Love in the Time of Covid
Early in the pandemic, the university locked its doors and switched to online learning. Then our entire city locked down.
Within days, most of the students living in tiny apartments in our glorified rooming house returned to their family homes. A Belarusian student on a temporary visa and I were soon rattling around an almost deserted house. With self-isolation, we seldom saw each other.
After writing my exams, I focused on my twin passions: computer game development and climate change. I developed a strategy game where the hero challenges the opponents of climate change action.
In July, I reached the beta testing stage, but the prototype only worked on my computer. I sanitized everything, obtained facemasks, established two-metre distancing, and invited the one remaining student to test my game.
An hour later, she removed the virtual reality headset and turned toward me.
“Did you win?” I asked.
“I battled endless enemies while vanquishing none. I survived, and somehow, I made your life quality index better than it was when I started.” She glanced at her phone. “Six thirty, and I’m famished. Can we go somewhere for dinner?”
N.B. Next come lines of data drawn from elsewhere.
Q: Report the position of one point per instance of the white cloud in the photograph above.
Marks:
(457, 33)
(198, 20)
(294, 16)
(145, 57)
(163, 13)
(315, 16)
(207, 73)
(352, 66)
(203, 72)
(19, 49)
“Out? I thought the pandemic closed everything.”
She laughed. “You’re so out of touch.”
“Gone nowhere for months.”
“Things have eased up, and I know a vegetarian restaurant—quiet, outdoor patio, small tables, well-spaced, safe.”
“Why didn’t you go home after the university went online?” she asked as we strolled toward the restaurant.
“Alone, estranged from my family,” I said before pointing at our apartment house. “That’s as close as I get to a home. What about you?”
“Can’t leave. One more term, and I’ll have my degree. If I go home now, and travel restrictions prevent my return in September, I’ll lose everything.”
I felt this strange urge to put my arms around her. “Been hard, hasn’t it?”
She wiped away a tear. “Yeah, like really. I’m not a loner like you. I need family and companionship.”
To hell with social distancing, I thought as I grabbed her hand and pulled her into an embrace.